6. D) Gas injector An injector creates a vacuum condition as water flows through a restricted throat. This vacuum action draws the chlorine gas through the chlorinator, into the injector and into solution as it mixes with the water. The chlorine solution is then injected into the effluent for disinfection.
7. False Because chlorine gas is two and a half times heavier than air, it will settle in the space. Leak detectors should always be located about 6 to 12 in. from the floor.
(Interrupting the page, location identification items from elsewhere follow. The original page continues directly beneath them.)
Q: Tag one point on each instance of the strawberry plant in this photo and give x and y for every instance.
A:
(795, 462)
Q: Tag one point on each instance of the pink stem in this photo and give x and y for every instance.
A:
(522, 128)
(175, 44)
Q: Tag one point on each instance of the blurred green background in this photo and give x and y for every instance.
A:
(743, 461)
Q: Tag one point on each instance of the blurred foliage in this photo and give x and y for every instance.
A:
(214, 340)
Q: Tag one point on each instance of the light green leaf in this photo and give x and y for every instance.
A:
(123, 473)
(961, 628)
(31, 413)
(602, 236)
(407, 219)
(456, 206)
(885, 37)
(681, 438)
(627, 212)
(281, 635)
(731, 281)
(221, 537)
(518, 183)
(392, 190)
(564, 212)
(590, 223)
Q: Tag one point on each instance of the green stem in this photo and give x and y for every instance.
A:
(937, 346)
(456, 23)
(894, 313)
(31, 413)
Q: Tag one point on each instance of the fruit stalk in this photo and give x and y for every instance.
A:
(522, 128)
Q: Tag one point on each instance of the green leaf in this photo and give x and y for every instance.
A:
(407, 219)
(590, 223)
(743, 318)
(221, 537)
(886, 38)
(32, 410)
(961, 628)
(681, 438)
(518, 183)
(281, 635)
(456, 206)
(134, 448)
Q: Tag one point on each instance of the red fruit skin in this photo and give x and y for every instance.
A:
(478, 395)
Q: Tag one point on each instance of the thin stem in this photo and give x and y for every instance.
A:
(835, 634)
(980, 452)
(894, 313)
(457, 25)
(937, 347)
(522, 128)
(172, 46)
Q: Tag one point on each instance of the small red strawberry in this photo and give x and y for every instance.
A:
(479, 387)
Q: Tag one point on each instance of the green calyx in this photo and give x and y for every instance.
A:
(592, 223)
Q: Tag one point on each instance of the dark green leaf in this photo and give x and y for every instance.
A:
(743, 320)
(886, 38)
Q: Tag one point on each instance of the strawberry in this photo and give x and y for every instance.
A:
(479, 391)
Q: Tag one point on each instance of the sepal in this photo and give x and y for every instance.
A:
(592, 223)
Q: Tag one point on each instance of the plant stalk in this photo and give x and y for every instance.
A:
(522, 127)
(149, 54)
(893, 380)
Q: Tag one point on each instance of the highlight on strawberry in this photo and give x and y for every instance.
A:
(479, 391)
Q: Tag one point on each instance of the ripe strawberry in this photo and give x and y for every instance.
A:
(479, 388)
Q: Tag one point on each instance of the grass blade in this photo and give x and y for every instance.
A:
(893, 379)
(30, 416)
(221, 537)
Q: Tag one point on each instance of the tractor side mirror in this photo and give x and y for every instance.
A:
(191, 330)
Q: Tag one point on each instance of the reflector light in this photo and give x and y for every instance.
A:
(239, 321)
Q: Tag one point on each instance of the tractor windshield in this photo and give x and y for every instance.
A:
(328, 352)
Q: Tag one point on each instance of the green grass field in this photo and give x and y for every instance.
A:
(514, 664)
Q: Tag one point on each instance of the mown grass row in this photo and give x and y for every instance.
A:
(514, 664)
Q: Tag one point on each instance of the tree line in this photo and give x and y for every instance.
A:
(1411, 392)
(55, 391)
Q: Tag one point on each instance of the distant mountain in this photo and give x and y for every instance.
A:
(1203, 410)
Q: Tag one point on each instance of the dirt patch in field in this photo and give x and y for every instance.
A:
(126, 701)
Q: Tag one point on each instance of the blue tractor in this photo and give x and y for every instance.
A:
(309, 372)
The molecular weight of chlorine is 70.9, where the molecular weight of air is about 28.95; because of this difference in molecular weight, chlorine gas will find its way to low-lying areas.
8. D) Chlorine liquid is one and a half times heavier than water. Due to the specific gravity differences, liquid chlorine is one and a half times heavier than water and will settle to the bottom of a pool of water. However, due to the boiling point/flash point of liquid chlorine, most of the liquid will convert to gas (or freeze) before it reaches the floor of the room.
9. B) Supply - demand = residual The residual of something, like chlorine or dissolved oxygen, is that which is left over after the demand has been satisfied. So, chlorine residual is the remainder of chlorine supply minus chlorine demand.
10. B) With the leak at the top. Because liquid chlorine converts to gas at a rate of about 457 times, it is important to locate the leak “gas side up.” With the leak located at the top of the container, the least amount of chlorine will escape.